Page 1 of 1

Find Duplicate Individuals with no family name

Posted: 13 Feb 2023 14:39
by JoopvB
Hi Mike,
Your plugin Find Duplicate Individuals is one of my favorites but since I'm getting further back in time most of people's names are without a family name. A patronymic is then, at least here in Holland, used to identify people. I store the patronymic as the last part of the first name (as it should be, is my opinion).

This works well but I can't get the plugin to work effectively with patronymic names and no last name.

My question is: is there a (hidden) trick/setting in the plugin to make it compare patronymic names effectively (i.e. not finding that nearly all people without a last name are duplicates)?

And if not might it be included on your todo list for the foreseeable future?

Thanks, Joop

Re: Find Duplicate Individuals with no family name

Posted: 13 Feb 2023 17:33
by tatewise
Joop, I've had a quick look at this and think I need more details before investigating further.

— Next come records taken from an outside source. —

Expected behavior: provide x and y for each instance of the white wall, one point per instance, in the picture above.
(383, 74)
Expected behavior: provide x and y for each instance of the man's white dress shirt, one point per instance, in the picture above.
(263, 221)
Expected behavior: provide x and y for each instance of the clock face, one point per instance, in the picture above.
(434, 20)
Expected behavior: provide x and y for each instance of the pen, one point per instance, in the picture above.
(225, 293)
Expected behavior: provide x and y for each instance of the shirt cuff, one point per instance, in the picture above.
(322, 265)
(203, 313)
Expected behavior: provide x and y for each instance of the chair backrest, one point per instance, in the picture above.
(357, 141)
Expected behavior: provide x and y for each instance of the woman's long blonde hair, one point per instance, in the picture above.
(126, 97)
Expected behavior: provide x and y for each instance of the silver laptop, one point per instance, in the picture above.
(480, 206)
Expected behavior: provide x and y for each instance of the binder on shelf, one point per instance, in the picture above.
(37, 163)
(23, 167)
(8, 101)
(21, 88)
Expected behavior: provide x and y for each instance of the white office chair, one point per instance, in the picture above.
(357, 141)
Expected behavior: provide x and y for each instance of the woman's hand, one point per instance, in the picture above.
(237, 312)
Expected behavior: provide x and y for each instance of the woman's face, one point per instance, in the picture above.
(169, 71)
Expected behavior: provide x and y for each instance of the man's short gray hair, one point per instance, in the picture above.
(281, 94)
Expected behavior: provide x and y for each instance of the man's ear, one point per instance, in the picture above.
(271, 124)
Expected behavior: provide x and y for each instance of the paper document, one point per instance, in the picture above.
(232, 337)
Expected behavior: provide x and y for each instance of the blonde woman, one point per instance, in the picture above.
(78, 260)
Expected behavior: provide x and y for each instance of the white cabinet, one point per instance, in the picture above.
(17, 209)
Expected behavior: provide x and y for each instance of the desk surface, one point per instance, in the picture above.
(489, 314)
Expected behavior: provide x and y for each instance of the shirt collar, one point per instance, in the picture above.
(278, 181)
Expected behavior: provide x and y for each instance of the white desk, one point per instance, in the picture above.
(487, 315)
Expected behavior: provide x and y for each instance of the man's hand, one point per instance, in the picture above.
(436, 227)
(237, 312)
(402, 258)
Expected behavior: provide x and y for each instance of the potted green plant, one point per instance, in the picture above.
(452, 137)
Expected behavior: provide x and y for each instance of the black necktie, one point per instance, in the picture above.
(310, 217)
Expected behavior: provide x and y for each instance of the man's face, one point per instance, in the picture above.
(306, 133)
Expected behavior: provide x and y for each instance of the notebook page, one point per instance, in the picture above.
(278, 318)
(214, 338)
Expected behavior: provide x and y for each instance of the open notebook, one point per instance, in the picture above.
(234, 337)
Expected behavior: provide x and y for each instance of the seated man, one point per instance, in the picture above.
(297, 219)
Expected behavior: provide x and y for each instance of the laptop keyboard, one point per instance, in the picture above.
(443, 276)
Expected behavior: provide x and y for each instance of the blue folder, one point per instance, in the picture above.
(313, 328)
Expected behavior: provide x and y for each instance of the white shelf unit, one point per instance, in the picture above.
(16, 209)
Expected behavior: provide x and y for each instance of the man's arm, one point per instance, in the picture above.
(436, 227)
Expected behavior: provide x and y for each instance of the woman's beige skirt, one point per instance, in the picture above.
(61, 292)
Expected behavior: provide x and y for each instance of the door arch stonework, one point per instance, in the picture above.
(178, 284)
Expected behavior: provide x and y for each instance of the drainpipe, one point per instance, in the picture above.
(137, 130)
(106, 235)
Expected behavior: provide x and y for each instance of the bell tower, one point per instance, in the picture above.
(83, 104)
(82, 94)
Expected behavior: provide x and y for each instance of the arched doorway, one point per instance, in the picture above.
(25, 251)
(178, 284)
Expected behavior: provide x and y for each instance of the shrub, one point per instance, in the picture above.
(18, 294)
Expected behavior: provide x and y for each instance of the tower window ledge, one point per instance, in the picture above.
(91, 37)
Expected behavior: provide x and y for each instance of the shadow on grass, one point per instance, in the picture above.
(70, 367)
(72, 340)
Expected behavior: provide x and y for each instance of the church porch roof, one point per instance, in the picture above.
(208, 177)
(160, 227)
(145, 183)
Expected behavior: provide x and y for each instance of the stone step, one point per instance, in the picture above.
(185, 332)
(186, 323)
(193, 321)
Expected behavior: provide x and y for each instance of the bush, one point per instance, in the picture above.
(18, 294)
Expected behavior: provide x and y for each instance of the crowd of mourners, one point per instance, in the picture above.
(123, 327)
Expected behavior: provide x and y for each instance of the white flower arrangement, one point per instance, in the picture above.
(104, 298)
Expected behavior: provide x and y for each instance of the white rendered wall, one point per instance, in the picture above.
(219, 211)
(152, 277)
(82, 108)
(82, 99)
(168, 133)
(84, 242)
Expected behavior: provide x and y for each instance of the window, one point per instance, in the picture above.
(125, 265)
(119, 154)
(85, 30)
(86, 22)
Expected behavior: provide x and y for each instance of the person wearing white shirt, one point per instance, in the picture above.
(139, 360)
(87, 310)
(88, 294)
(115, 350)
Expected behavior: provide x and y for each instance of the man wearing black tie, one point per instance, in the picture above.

I made a small change to the Name scoring such that if two people have no Surnames then that is treated as if they had matching Surnames. That simply added the default score of 7 to their Individual column score.

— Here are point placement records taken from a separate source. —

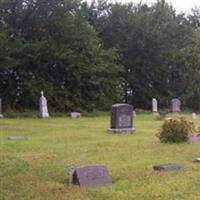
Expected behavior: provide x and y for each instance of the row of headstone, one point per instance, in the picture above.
(43, 108)
(175, 105)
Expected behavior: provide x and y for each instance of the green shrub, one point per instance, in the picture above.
(175, 130)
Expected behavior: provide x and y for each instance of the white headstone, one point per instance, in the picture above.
(175, 105)
(75, 115)
(1, 115)
(154, 105)
(43, 106)
(193, 116)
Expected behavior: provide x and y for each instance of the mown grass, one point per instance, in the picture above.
(37, 168)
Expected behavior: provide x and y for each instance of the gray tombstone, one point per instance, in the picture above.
(175, 105)
(91, 176)
(167, 167)
(43, 113)
(121, 118)
(1, 115)
(197, 160)
(154, 106)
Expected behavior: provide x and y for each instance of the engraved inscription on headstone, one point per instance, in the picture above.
(124, 121)
(75, 115)
(121, 118)
(43, 113)
(91, 176)
(167, 167)
(1, 115)
(175, 105)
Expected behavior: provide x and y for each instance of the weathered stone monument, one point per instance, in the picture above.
(197, 160)
(154, 106)
(121, 118)
(43, 113)
(1, 115)
(75, 114)
(90, 176)
(175, 105)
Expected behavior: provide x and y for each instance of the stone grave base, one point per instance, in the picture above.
(156, 114)
(167, 167)
(17, 137)
(121, 130)
(195, 138)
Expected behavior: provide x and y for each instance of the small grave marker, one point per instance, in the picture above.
(17, 137)
(43, 112)
(91, 176)
(197, 160)
(175, 105)
(121, 119)
(167, 167)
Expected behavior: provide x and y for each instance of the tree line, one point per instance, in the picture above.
(86, 56)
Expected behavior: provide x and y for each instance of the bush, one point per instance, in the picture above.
(175, 130)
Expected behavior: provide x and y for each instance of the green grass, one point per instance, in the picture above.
(37, 168)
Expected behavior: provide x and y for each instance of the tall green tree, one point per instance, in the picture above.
(56, 50)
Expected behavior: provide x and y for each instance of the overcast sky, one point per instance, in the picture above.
(179, 5)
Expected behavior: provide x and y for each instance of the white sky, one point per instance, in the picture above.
(179, 5)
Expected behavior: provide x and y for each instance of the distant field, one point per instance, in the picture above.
(36, 168)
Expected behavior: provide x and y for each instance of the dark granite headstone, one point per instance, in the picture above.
(121, 118)
(167, 167)
(1, 115)
(197, 106)
(91, 176)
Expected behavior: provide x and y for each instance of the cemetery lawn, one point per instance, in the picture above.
(36, 169)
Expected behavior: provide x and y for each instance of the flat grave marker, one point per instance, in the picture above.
(91, 176)
(121, 118)
(167, 167)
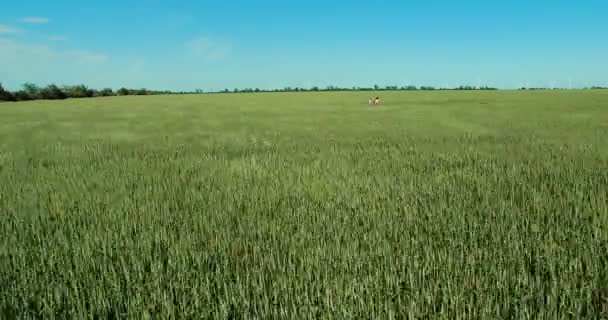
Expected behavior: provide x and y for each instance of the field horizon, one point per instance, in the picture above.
(447, 204)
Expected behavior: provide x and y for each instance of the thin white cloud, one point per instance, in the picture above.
(4, 29)
(11, 50)
(205, 48)
(57, 38)
(43, 64)
(36, 20)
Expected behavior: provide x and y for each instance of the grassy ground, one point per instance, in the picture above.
(441, 204)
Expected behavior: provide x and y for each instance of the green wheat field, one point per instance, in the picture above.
(449, 205)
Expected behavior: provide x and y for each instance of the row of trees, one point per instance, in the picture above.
(585, 88)
(336, 88)
(31, 91)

So in my tests, there is little difference between the published plugin and the modified plugin.
They both take into account Forenames that have a matching patronymic part together with all the other Event and close Relative matching details.
Therefore, if two Individual records have the same patronymic Forename, and similar Events, and similar Relatives, then they will get a fairly high score and be listed as duplicates, but should not match well with others who also have no Surname.

So, I don't really understand why you say the plugin is finding that nearly all people without a last name are duplicates.
A screenshot of the Result Set scores might make things clearer.

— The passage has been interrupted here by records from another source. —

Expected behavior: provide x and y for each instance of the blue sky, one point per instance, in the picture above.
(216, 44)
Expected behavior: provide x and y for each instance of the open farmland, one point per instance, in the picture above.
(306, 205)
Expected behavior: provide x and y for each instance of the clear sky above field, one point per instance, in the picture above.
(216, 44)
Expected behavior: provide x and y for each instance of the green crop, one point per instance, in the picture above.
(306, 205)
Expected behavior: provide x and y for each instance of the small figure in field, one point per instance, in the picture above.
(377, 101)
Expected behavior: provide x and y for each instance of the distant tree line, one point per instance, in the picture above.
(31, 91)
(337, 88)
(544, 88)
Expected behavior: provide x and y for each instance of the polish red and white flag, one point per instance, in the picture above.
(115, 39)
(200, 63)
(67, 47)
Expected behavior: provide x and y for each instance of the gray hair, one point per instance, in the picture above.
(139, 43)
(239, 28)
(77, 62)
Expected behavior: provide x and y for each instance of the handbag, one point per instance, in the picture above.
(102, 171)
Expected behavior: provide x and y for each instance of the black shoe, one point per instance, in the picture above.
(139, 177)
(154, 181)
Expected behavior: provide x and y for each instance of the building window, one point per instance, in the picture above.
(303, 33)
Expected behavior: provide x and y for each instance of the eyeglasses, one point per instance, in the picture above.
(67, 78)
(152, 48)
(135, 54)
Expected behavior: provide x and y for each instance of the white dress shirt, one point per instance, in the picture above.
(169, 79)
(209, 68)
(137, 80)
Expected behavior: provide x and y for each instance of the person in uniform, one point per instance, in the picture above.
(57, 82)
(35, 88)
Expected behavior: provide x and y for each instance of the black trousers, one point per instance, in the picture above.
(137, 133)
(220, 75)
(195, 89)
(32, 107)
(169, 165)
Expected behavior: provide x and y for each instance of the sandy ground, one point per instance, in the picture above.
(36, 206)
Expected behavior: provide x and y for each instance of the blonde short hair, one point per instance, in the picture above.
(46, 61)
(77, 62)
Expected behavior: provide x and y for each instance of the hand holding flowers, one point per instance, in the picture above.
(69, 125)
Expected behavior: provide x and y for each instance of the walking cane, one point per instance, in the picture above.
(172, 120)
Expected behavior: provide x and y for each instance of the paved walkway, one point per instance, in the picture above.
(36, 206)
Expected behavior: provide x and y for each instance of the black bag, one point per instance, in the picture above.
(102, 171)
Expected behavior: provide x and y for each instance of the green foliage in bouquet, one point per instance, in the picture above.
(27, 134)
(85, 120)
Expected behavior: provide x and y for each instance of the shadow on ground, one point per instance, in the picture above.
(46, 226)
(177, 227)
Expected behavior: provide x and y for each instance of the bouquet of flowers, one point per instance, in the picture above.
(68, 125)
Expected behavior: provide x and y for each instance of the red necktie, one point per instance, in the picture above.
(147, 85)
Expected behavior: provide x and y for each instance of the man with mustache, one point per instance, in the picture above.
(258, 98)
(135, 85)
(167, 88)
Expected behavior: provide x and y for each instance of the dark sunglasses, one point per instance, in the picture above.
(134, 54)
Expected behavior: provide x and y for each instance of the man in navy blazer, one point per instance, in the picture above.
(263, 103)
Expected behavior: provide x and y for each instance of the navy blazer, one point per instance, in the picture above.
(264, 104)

Re: Find Duplicate Individuals with no family name

Posted: 14 Feb 2023 11:03
by JoopvB
In essence my point is that a patronymic is like a temporary (for 1 generation) last name. If the plugin could somehow attach a score to that then, I guess, the resulting output would be extra valuable.

I've attached a screenshot of the output with the plugin setting to default.

Re: Find Duplicate Individuals with no family name

Posted: 14 Feb 2023 12:52
by tatewise
Sorry, but you need to explain what problems you have with that Result Set, which looks OK to me.
I don't see lots of people without a Surname being matched as duplicates.
Which of the names displayed are patronymics?

Currently, each matching Forename is given a score (6 by default I think).
So if the patronymic of one person is the same as the patronymic of another then they gain that score.

In that Result Set they are all very low scores and mostly based on some name partial match and partial event match.
So I'm not sure what higher scores you are expecting.

Re: Find Duplicate Individuals with no family name

Posted: 14 Feb 2023 14:19
by JoopvB
Alle names in small print only are individuals without a last name.

My "problem" isn't a problem as the plugin is very helpful. It's just that in dealing with older names patronymic are important and since there is no separate field for it in FH I store them as the last part of the first name. This works fine and my question really is:
a. is there a best setting for the plugin that would give extra weight to the last part of the first name if there is no last name resulting in a high score?
b. if not a, would it be an option to extend the plugin to handle people without a last name in such a way that if the first name has more then 1 part, the last part can be given a separate weight since that last part may be a patronymic?

In Holland records go far back (some of my family lines go to 1550) and last names only got formally introduced in 1811. Before that patronymics were heavily used.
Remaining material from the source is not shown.